El bofetón me tiró de espaldas. Mientras su padre recogía
el revólver de mis manos, Anabel se reía a carcajadas.
- Vete a tu casa, y no te acerques más a ella. – me dijo
aquel hombre, en voz baja, mientras la risa de su hija se clavaba en mi
cerebro. Vi su cara demacrada, la barba de varios días y las ojeras, y supe que
era a mi a quien quería proteger. No a ella. Ella no necesitaba protección
alguna. Vi el temblor de sus manos, las arrugas en su rostro y la resignación
en su mirada, y me alejé de allí, corriendo.

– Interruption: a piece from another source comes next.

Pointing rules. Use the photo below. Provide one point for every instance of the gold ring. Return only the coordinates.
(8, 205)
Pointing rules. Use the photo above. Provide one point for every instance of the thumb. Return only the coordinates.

En casa dije que el moratón en la cara me lo había hecho
jugando al fútbol.
Dos días más tarde, los cuerpos de Anabel y su padre
fueron descubiertos por la chica que les iba a limpiar. La conmoción en el
pueblo fue inmensa. El juez dictaminó que él, sin duda su juicio nublado por la
depresión, había matado a su hija y después había tomado su propia vida, con el
arma cuya pérdida había provocado su suspensión en el cuerpo y que finalmente,
había aparecido.
En el entierro hubo más público de lo habitual. Todos
querían estar presentes, más por compartir cuchicheos y habladurías que porque
sintieran realmente aquellas muertes. La opinión general era que Anabel era un
ángel al que el Señor había llamado demasiado pronto, a pesar de que pocos la
conocían, y desde luego, nadie como yo. Con respecto a él, casi todos se
limitaban a encogerse de hombros y asumir que desgraciadamente, estas cosas
pasan.
También yo acudí a dar mi último adiós, con mi traje de
los domingos, y en mi bolsillo, en lugar de mi pañuelo bordado con una
bicicleta, llevaba uno con unas iniciales bordadas en color azul. No tenían
familia en el pueblo, y dado que muchos sabían de mi amistad con Anabel, se
acercaban a ofrecerme su pésame, como si de repente sólo yo quedara como
representante oficial de aquella familia. Musitaba un agradecimiento
ininteligible y a veces hasta ofrecía un suspiro o una lágrima a punto de
derramarse.
Por dentro, sin embargo, recordaba la sensación triunfal
de apretar el gatillo por segunda vez, y por tercera. Revivía el éxtasis de
balancearme en el filo de la navaja, temiendo ser sorprendido, pero a la vez
casi deseándolo, mientras limpiaba mis huellas con aquel pañuelo bordado con
iniciales azules.
Cumplí mi promesa. Le dije a Anabel que mataría a su
padre, y esas palabras no se las llevó el viento.